29/04/2021

Caixas de fósforos (29)

Já aqui falei da tendência da minha mãe, por razões insondáveis, de me trazer sacas de tralha que ela tem em casa, como se eu tivesse uma arrecadação do tamanho da biblioteca nacional. Incomoda-me i-men-so. A caixinha de hoje são estas duas fotos:





Na de cima, da esquerda para a direita, a minha avó Lurdes, a minha tia Clara, senhora dona minha mãe e a minha tia Nené. Não sei quem é o cão da foto da direita, mas claramente preferia estar noutro sítio que não nos braços da minha mãe. Adiante. Estas fotos estão todas mais ou menos atiradas à balda para dentro de três pastas como esta (e às quais voltarei amiúde):



(vamos não ligar às migalhas e restos de tabaco na toalha, sim? Entretanto já a sacudi)
Vivi alguns anos com os meus avós maternos e tenho, portanto, muito mais afinidades com eles do que com o lado paterno da família. A minha avó era uma acumuladora desaustinada (até potes de iogurte — lavadinhos, claro — encontrámos quando nos tivemos de desfazer da casa onde viviam). O meu avô um personagem de desenho animado; era, aliás, muito parecido com o Mister Magoo. E há pontos de ligação entre o meu avô e o meu pai. O meu bisavô era um juiz daqueles todos importantes (foi  presidente do Supremo Tribunal de Justiça de 1934 a 1947, em pleno Estado Novo); o meu tio-avô, que aparece nas fotografias mais abaixo, era o irmão mais velho e, mandaria a tradição, devia ter seguido as pisadas do meu bisavô. Em vez disso, meteu-se na Marinha de Guerra e dele só me lembro que tinha uma linguagem bastante colorida (para grande arrepio da minha mãe, das poucas vezes que o visitámos). Acontece que o meu avô, de que me lembro sempre ou de volta da máquina de escrever (as mãos tremiam-lhe desde os 20 e poucos anos) ou de volta de engenhoquices numa salinha ao fundo da casa, decidiu seguir Direito para fazer a vontade ao pai. 
Também o meu pai era homem de engenhocas, mais interessado em carros e em mecanismos do que em Direito Internacional.
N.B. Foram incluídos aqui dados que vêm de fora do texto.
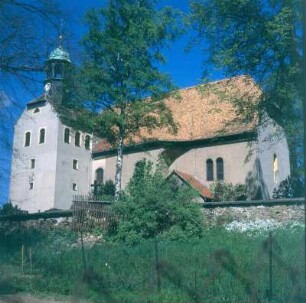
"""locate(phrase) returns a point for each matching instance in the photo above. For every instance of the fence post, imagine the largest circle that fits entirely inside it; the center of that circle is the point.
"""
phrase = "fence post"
(270, 266)
(157, 264)
(22, 257)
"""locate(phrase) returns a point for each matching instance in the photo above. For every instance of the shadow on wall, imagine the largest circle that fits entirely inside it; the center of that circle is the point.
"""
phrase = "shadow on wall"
(255, 182)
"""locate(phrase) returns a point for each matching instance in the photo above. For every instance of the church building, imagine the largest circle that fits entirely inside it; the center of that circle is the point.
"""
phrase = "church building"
(52, 162)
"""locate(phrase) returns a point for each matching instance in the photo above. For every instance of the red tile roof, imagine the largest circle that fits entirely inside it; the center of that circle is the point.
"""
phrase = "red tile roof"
(207, 111)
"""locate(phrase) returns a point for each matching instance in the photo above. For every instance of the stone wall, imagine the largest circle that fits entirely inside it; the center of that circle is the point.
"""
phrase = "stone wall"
(280, 214)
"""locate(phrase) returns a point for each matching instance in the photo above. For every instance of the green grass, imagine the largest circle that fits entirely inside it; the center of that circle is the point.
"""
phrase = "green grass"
(222, 267)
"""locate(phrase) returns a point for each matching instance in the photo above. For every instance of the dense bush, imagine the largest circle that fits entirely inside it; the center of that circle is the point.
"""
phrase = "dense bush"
(223, 191)
(151, 207)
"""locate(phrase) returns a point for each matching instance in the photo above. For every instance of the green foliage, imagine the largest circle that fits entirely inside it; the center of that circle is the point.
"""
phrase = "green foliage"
(151, 207)
(223, 191)
(289, 188)
(122, 54)
(224, 262)
(262, 39)
(9, 209)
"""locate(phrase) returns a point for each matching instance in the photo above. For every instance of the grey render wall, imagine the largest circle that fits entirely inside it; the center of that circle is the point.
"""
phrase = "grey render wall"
(53, 175)
(41, 197)
(129, 161)
(65, 174)
(193, 162)
(244, 162)
(271, 141)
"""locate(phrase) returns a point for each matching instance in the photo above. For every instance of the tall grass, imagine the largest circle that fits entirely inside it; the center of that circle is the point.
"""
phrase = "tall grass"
(224, 266)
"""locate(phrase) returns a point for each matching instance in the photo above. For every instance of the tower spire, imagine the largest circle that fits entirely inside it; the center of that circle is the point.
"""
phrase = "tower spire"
(60, 35)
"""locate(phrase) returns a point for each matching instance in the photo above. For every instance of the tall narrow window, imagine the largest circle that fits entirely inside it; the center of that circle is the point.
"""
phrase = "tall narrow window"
(27, 139)
(75, 164)
(100, 175)
(275, 168)
(87, 142)
(32, 163)
(220, 169)
(77, 139)
(209, 170)
(42, 135)
(67, 135)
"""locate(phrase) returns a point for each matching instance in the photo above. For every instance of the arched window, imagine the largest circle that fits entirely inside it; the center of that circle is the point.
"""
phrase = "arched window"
(209, 170)
(87, 142)
(27, 139)
(77, 139)
(67, 135)
(275, 168)
(220, 169)
(99, 175)
(42, 134)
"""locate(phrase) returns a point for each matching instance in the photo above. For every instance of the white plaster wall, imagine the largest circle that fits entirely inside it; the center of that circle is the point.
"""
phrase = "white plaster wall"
(272, 140)
(129, 161)
(193, 162)
(41, 197)
(65, 174)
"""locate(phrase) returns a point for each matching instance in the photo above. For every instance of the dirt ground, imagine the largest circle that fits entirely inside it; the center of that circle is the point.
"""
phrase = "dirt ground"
(26, 298)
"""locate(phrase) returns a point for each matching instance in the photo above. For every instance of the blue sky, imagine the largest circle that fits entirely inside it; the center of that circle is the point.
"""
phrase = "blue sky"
(184, 68)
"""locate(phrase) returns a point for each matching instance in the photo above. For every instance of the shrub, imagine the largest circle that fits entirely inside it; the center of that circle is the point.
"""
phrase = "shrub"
(223, 191)
(289, 188)
(151, 207)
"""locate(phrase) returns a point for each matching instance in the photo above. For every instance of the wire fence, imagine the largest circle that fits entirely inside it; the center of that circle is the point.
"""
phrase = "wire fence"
(71, 257)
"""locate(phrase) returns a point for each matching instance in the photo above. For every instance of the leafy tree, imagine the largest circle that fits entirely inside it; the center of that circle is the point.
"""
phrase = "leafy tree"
(151, 207)
(223, 191)
(261, 38)
(122, 54)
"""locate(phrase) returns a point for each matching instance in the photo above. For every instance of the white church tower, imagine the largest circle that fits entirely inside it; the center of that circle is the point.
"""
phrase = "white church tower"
(51, 161)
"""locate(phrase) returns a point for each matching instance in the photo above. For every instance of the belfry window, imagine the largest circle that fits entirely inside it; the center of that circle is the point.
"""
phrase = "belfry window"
(220, 169)
(77, 139)
(42, 135)
(27, 139)
(275, 168)
(87, 142)
(67, 135)
(99, 175)
(209, 170)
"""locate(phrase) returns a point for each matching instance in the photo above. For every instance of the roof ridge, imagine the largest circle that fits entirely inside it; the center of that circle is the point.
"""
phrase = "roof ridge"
(215, 82)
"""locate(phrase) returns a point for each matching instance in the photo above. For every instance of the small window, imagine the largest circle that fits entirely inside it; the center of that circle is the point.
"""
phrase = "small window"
(75, 164)
(99, 175)
(275, 168)
(27, 139)
(77, 139)
(209, 170)
(67, 135)
(32, 163)
(42, 134)
(87, 142)
(220, 169)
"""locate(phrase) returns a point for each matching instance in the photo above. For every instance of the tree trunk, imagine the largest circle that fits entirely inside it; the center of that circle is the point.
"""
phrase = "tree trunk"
(303, 93)
(119, 165)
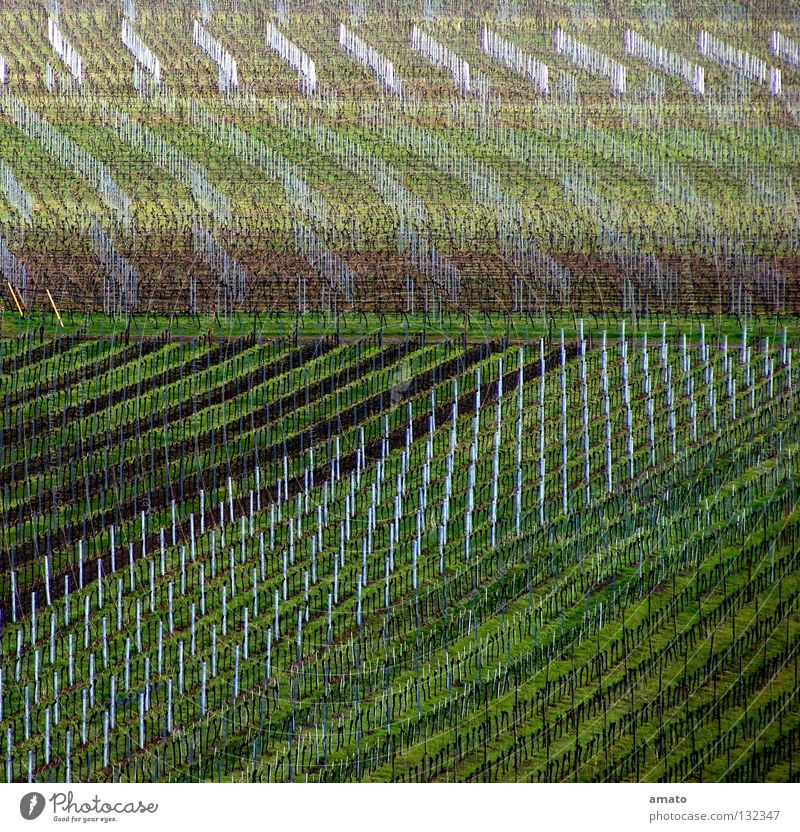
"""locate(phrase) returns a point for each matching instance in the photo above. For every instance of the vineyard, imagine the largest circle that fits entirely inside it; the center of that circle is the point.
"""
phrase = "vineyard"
(247, 559)
(399, 392)
(209, 158)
E também ele seguiu Direito para provar ao seu pai (advogado) que não era menos que os seus dois irmãos mais velhos, ambos formados em leis. 
Nem sei porque é que estou a contar esta história — acho que me faz impressão esta coisa de tomar decisões em função das expectativas dos outros. 

Voltando à foto inicial. A minha avó era uma fixe. Gostava de se deitar e levantar tarde, ficava a ler a sua colecção Vampiro até de madrugada. Em nova, engravidou de um fulano que depois não quis casar. O escândalo! A vergonha! O meu avô Américo, anos mais tarde, apaixonou-se por ela e decidiu, contra tudo e todos, assumir a relação e a filha. Tenho, nesta pasta, um diário dele onde vai dando conta do processo e é tão bonito de se ler, naquela sua escrita todo milimétrica (não a caligrafia mas o relato desapaixonado dos factos), como decidiu borrifar-se para as expectativas e seguir o que lhe ia no coração. (Já falei dele aqui, e dei-me conta de que me repeti bastante, neste post, e que estou a ficar xexé e epá não me chateiem, a pandemia e as dores nas costas, tá?)